They’re back…I first posted this exactly two years ago. Today, unaware of the anniversary of this piece, the family memories began flooding in. Re-reading this moved me to share again.
There are ghosts in my kitchen. They show up every year just about now. The women in my family who loved me and taught me to cook in their kitchens are all gone now, but their presence is palpable. I feel them all around me as I begin to pull together our Thanksgiving meal, and I am comforted.
I pull out the blue bowl that my mother always used to serve her cranberry sauce, and the cream-colored ceramic bowl that we used to make the pumpkin custard for our pies. Her brown pie plate is still perfect for my crust and I read the recipe from a dog-eared sheet of paper written out in my father’s hand-writing.
Our meal will be served on dishes I inherited from my grandmother that include her beautiful serving dishes. Wine will be poured into the Waterford goblets my folks gave me so long ago when I was a young bride. The silver flatware was a wedding gift to my parents when they married in 1948. My mother used it every day.
As I begin on the cranberry relish, I can close my eyes and hear the sounds of my family around me. My Hungarian grandmother is pink-cheeked from her annual martini as she sharpens the knife to carve the turkey.
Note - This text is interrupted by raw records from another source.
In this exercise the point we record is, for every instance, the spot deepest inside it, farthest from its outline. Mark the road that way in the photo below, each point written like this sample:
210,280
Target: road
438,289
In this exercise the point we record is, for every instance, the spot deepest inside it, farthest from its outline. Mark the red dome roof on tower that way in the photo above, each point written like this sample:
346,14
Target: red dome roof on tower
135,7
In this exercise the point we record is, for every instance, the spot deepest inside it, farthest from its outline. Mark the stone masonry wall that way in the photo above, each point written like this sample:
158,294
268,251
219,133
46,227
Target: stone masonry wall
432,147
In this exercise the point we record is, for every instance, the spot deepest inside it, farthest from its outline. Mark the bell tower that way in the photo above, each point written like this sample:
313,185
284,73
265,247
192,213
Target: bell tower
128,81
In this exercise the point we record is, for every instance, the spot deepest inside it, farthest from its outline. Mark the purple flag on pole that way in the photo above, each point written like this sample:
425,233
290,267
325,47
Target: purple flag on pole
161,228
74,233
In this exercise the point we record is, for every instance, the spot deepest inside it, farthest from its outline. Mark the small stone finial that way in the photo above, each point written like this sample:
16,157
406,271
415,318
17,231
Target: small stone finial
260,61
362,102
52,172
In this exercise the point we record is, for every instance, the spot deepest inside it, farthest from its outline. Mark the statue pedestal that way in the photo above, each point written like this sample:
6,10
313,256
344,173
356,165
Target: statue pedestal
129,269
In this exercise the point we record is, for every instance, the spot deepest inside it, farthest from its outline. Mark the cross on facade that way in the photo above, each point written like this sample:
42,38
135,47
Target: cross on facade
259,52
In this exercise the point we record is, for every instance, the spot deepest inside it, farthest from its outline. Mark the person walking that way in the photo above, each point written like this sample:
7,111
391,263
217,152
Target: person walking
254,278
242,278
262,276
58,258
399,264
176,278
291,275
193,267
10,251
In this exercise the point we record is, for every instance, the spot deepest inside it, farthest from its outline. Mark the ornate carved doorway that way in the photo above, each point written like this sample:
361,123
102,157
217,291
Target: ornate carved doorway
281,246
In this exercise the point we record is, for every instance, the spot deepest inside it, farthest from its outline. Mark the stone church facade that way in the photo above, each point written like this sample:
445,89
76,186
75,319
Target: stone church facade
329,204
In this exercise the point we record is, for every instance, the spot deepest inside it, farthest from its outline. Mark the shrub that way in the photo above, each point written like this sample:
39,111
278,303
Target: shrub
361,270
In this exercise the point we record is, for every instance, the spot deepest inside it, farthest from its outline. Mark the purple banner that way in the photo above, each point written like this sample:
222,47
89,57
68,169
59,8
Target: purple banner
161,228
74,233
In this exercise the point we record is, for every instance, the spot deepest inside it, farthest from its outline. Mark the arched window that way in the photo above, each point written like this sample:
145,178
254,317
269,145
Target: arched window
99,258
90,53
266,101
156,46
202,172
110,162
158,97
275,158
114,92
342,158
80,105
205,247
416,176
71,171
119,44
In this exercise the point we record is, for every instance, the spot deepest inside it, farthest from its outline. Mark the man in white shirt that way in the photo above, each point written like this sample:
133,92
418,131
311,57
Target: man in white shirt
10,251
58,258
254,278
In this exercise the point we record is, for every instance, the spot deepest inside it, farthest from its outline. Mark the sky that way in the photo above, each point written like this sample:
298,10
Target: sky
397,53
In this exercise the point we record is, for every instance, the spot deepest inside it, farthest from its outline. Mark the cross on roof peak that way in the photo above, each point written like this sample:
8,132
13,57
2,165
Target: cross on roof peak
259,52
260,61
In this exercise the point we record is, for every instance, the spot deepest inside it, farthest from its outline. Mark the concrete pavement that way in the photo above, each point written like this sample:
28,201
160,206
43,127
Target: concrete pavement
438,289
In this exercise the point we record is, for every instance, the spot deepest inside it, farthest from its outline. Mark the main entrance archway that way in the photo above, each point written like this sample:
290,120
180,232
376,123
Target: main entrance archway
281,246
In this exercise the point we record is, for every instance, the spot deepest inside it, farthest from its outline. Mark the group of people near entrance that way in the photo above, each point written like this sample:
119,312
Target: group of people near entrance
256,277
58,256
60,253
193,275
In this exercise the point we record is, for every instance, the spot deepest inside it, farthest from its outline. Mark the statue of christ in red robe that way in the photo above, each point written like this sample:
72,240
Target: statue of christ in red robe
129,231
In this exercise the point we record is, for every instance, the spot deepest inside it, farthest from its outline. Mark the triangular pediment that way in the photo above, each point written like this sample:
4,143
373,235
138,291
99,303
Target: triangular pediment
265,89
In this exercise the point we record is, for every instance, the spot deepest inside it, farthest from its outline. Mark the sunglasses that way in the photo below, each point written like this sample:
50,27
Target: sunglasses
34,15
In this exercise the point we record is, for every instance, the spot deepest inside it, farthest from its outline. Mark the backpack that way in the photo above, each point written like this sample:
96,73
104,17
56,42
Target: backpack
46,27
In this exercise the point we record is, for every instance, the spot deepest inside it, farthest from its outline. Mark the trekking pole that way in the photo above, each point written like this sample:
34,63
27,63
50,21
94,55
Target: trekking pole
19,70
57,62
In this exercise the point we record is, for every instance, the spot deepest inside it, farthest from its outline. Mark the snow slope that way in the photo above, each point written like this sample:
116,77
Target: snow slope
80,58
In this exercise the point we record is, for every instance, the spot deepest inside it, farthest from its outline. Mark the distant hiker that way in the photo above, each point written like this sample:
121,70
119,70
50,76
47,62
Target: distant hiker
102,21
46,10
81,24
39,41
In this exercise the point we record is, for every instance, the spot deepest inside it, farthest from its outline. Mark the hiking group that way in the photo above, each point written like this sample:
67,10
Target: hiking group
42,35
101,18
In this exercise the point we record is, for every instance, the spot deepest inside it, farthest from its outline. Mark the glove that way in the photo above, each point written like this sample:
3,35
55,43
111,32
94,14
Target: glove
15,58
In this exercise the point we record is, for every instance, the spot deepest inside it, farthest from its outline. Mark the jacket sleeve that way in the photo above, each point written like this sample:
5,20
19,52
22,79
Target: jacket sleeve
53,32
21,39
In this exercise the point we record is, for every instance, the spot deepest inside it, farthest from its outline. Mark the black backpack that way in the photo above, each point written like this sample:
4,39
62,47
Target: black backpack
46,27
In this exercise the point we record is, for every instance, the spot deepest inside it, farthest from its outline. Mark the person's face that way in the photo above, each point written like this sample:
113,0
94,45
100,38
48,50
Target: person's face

She did such a better job than did my maternal grandfather, who is in the living room with “the guys”, either playing chess or idly watching a football game. Mama and her sister, my aunt, are bickering a bit, as usual, but they will pull the meal together and serve it on the table that sits in my dining room now. My maternal grandmother, “Moo Moo”, is making gravy and crying softly as she stirs. “What’s wrong, Moo Moo?” I ask her. “I’m crying because I’m so happy to have our family together, my darling.”
After the meal, my grandfather, Daddy and my uncle will shoo us out of the kitchen and launch into the clean-up. My mother and Aunt Ann will kick off their high heels and each light up a cigarette. Grandma and Moo Moo will both agree that this was our best Thanksgiving “ever”. I lie on the sofa with my head in someone’s lap and feel surrounded with love from the women – and men – in my family.
There are ghosts in my kitchen. I cherish them and hold them close to my heart. Happy Thanksgiving.